Quando as pessoas questionam por que o pacote de estímulo do governo Obama não foi bem-sucedido, uma boa resposta é devolver a pergunta: que pacote de estímulo? Excluindo-se o montante usado nos resgates financeiros e no pagamento de benefícios sociais como o seguro-desemprego, os gastos federais cresceram de maneira modesta – e esse aumento tem sido anulado pelas reduções orçamentárias nos estados e nas cidades. Muitos desses cortes foram forçados pelo Congresso, que se recusou a aprovar uma ajuda adequada às unidades da federação. Mas, como comprova o governador de Nova Jersey, os políticos locais também têm sua parcela de culpa.

A ideologia que leva Christie a minar o futuro de seu estado é a mesma ideologia que leva quase todos os republicanos e alguns democratas a bloquear qualquer ação significativa para reanimar a economia norte-americana. Pior ainda, a eleição do mês que vem provavelmente irá premiar o obstrucionismo dos republicanos.

Como conclusão, o cancelamento do túnel é algo terrível por si só, mas, além disso, é um símbolo perfeito de como os EUA perderam o rumo. Ao se recusar a fazer investimentos essenciais, os políticos estão ao mesmo tempo prolongando o desemprego e sacrificando o crescimento no longo prazo.

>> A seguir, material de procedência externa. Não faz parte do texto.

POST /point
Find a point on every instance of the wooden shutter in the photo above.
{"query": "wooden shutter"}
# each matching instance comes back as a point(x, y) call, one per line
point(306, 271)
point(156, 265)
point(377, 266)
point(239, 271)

E por que eles deveriam agir de outra forma? Afinal de contas, essa parece ser uma estratégia eleitoral vitoriosa. A impressão que se tem é de que toda a imaginação para construir um futuro melhor desapareceu e foi substituída pela recusa em olhar além das noções de interesse próprio, mais estreitas e mais negligentes.

A essa altura, eu gostaria de ser mais otimista. Porém, ao menos por enquanto, não vejo luz no fim desse túnel.